Les Etats-Unis étant l'architecte en chef du montage qui a abouti à la tragédie actuelle dont le peuple palestinien est la victime, l'on comprend tout en le condamnant que leurs alliés européens et les régimes arabes qui leur sont inféodés se soient positionnés par le refus de faire de réelles pressions sur l'agresseur sioniste pour qu'il cesse sa «guerre» contre la population de Ghaza.

Il est par contre des silences qui sont assourdissants parmi la communauté internationale. Ceux de puissances que l'on croyait affranchies de la dépendance aveugle aux injonctions de ces Etats-Unis. Qu'ont dit ou fait en effet, depuis plus de quinze jours maintenant que dure l'agression israélienne et que s'amplifie le massacre de la population de la bande de Ghaza, ces grands Etats et importants acteurs internationaux que sont la Chine, le Brésil, l'Inde et surtout la Russie ? Rien, sinon d'avoir timidement déploré et mollement condamné l'agression et les tueries qui en résultent. Et pour ceux d'entre eux qui sont membres permanents du Conseil de sécurité, d'avoir cautionné une résolution mettant sur le même pied d'égalité l'agresseur et l'agressé, le criminel et ses victimes, et de toute façon condamnée à l'obsolescence par l'abstention des Etats-Unis.

Le temps découvrira au prix de quelles promesses certains de ces pays ont opté pour un profil bas face au complot tramé contre le peuple palestinien et sa cause nationale.

Il n'est pas néanmoins besoin que le temps fasse son oeuvre pour appréhender les raisons qu'a eues la Russie d'adopter une attitude effacée sur la tragédie qui se déroule à Ghaza. C'est une certitude que ce pays, hanté et obsédé par les manoeuvres d'isolement et d'encerclement dont il est l'objet de la part des Etats-Unis et de leurs alliés européens, a dû faire le calcul qu'en s'abstenant d'une position en pointe dans la dénonciation et la condamnation de l'agression sioniste, il obligerait de cette façon l'allié américain d'Israël, ce qui faciliterait ainsi la conclusion d'un deal global avec Washington sur les dossiers faisant contentieux dans leurs rapports.

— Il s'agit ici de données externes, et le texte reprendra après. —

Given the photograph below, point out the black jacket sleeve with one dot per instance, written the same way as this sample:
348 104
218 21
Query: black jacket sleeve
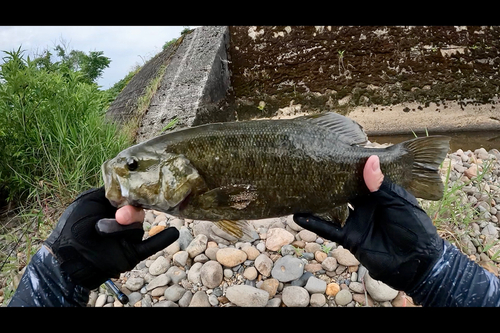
45 284
455 280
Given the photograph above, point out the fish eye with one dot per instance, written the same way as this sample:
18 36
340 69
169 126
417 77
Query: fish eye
132 164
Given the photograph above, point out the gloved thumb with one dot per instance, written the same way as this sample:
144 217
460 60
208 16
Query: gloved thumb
156 243
326 229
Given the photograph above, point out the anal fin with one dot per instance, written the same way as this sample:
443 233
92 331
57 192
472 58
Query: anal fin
338 214
240 229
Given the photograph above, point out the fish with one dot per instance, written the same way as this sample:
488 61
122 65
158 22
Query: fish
232 172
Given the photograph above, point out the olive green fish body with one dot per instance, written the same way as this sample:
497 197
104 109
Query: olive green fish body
266 168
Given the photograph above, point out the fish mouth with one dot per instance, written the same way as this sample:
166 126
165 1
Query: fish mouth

Est-ce un simple hasard si Moscou s'est engagé dans un bras de fer avec l'Ukraine sur la question gazière presque à un moment synchrone avec le déclenchement de l'agression israélienne ? Ce serait pécher par naïveté de croire cela et bien méconnaître la froide détermination des maîtres du Kremlin dans leurs calculs. L'épisode gazier avec l'Ukraine lui servant de prétexte, le duo Medvedev-Poutine rappelle ainsi aux Etats-Unis et aux Européens qu'ils leur faut, en contrepartie de la compréhension de son pays sur leur politique au Proche-Orient, faire à leur tour preuve de la même attitude dans les dossiers où les intérêts stratégiques de la Russie sont en cause. Celui ayant trait à l'intégration à l'OTAN de certains pays anciennement faisant partie de l'ex-URSS, celui du déploiement des radars américains aux frontières de cette Russie, celui du conflit russo-géorgien et d'autres.

Cela ne serait pas vrai, comment expliquer que la Russie de Medvedev et Poutine, qui poursuit une politique de retour en force sur la scène politique internationale, ne saisisse pas l'occasion de cette agression israélienne, massivement condamnée par l'opinion mondiale, pour démontrer qu'elle peut désormais peser sur les évènements internationaux ?

La tragédie dans laquelle est plongé le peuple palestinien a pour enseignement que les Etats n'ont que des intérêts. La Russie en fait la plus cynique démonstration en restant en retrait du grand mouvement de désapprobation de l'agression israélienne et en essayant en sous-main de monnayer son attitude pour arriver à un accord «donnant-donnant» avec le concepteur du complot anti-palestinien.